La vera domanda da porsi è perché l'Amministrazione Obama continui a venirsene fuori con proposte che sembrano plausibi­li alternative al processo di nazionalizzazione, ma che in realtà si rivelano comportare ingenti sov­venzioni agli azionisti delle ban­che.
Per esempio, l'Amministrazio­ne in un primo tempo aveva ven­tilato l'idea di offrire alle banche garanzie contro perdite o asset problematici. Ciò avrebbe rap­presentato un gran bell'affare per gli azionisti delle banche, ma non altrettanto per il resto di noi: se esce testa vincono, se esce croce ci rimettono i contribuenti.
Adesso l'Amministrazione parla di una «partnership tra pub­blico e privato» per acquisire as­set problematici dalle banche. A tal fine, il governo dovrebbe pre­stare i soldi agli investitori del settore privato e ciò di fatto offrireb­be loro una "one-way bet", ovve­ro una scommessa a senso unico: se gli asset aumentano di prezzo, gli investitori ci guadagnano; se calano considerevolmente, gli in­vestitori possono ritirarsi e lasciare che ad accollar­sene l'onere sia il governo. Anche in questo caso dun­que, se esce testa vincono, se esce croce ci rimettiamo in ogni caso noi.
Perché dunque non procedere direttamente alla nazionalizzazione? Sappiatelo: quanto più a lungo convivremo con queste banche-zombie, tanto più difficile sarà porre fine alla crisi economica.
Come dovrebbe svol­gersi la nazionalizzazio­ne? Tutto ciò che l'Ammi­nistrazione deve fare è prendere sul serio lo "stress test" da lei stessa messo a punto per le ban­che più grosse, e non occultarne i risultati quando una di esse non riesce a superare tale test, ren­dendo inevitabile la sua acquisizione.
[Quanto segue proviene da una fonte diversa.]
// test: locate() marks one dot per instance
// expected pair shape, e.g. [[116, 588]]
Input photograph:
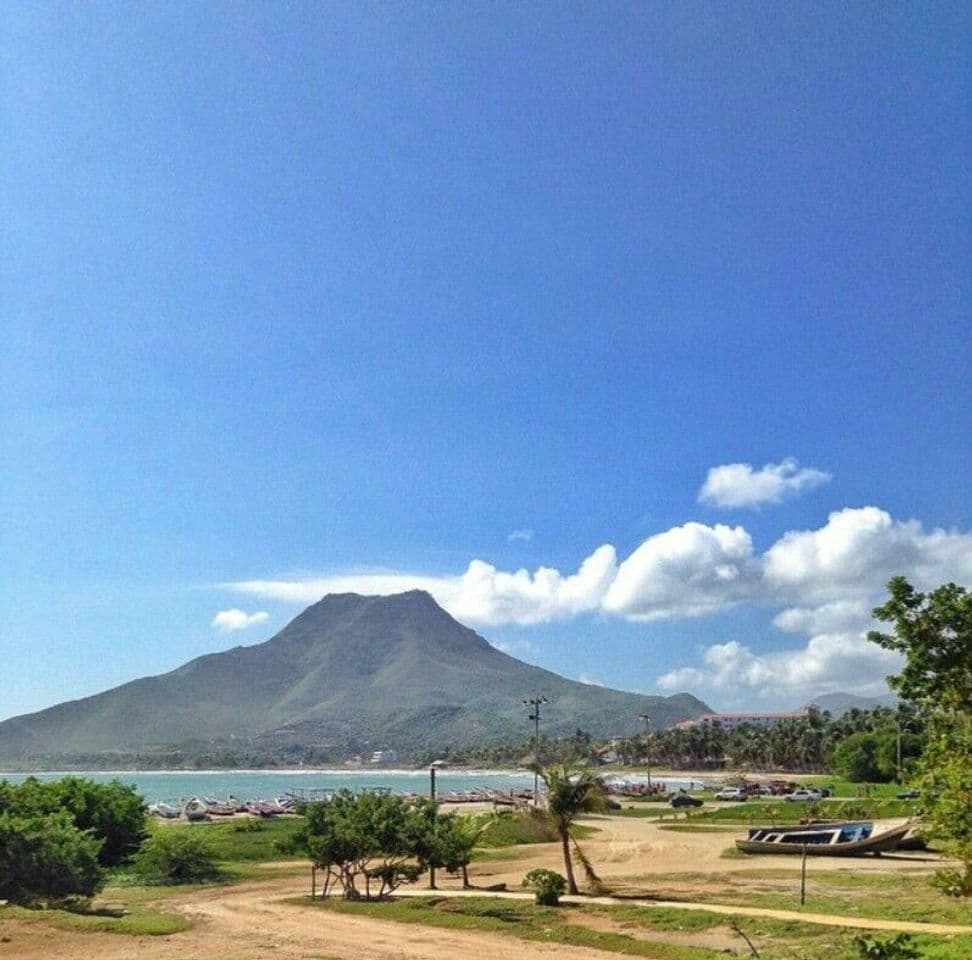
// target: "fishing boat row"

Ebbene sì, l'intera operazione ripor­terebbe vagamente alla mente Claude Rains, nei momento in cui un governo che da mesi puntella e sostiene le banche dovesse dichiararsi al­l'improvviso sconvolto e comple­tamente sbigottito per la misera­bile situazione dei loro bilanci.
Ma va bene così. Ancora una volta, l'obiettivo di tutto ciò non è che il governo ac­quisisca proprietà a lungo termi­ne: al pari delle piccole banche ri­levate di settimana in settimana dalla Fdic, le banche più grosse dovrebbero fare ritorno al con­trollo dei privati quanto prima possibile. Il blog di finanza Calculated Risk suggerisce di utilizzare il termine "pre-privatizzazione", invece di definire l'intero proces­so "nazionalizzazione".
L'Amministrazione Obama, dice Robert Gibbs, porta­voce della Casa Bianca, crede che «il sistema giu­sto e corretto per proce­dere sia un sistema ban­cario di proprietà priva­ta». Lo stesso crediamo noi tutti, ma per il mo­mento per le mani non ci troviamo un'imprendito­ria privata, bensì un socia­lismo-bidone: le banche ottengono benefici, ma i rischi li corrono i contri­buenti. E tutto ciò signifi­ca una cosa soltanto: te­nere in vita le banche-zombie, precludendo la ripresa economica.
Noi, invece, vogliamo un sistema nel quale le banche si accollino anche gli svantaggi oltre che beneficiare dei vantaggi: e la strada giusta verso un si­stema di questo tipo passa solo attraverso la nazio­nalizzazione.